Aurora siguió observándola un rato: la melena recogida con un lazo verde y los nervios a flor de piel. Rogó a esa «Virgencita», a la que imploraba Tula, que resultase elegida. En verdad lo fue. Esa y otras muchas más, hasta que México aprendió su nombre de memoria.
—¡Ahí muere usted! —gritó Lupe Vélez—. ¿Sabe qué? Me cansé de platicarle. ¡Que le vaya bonito!

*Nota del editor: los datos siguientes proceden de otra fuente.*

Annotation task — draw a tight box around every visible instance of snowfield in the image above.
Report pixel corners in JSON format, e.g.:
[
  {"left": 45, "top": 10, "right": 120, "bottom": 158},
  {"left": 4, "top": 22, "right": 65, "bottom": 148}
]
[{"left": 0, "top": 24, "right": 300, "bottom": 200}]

La actriz salió de la sala dejando un rastro de colonia cara. Pocos segundos tardó la maquilladora en comentar la jugada.
—Es bien ceñuda, eh. Toditito porque don Arturo está bien amarrado por su doña y ella no tiene nada que hacer.
—¿Cómo dice? —respondió Aurora.
—¿A poco no lo sabe, señorita Velier? —replicó saboreando el chismorreo—. La Lupe anda en amoríos con Arturo de Córdova, el galán. Ya hace tiempo de eso. Pero él no quiere pedir el divorcio por sus hijos. Así nomás a la Lupe le llevan los demonios y en Hollywood se acuesta con todo hijo de vecino por ver si le olvida. Híjole, ¿no me cree? Pos lo cuentan las revistas.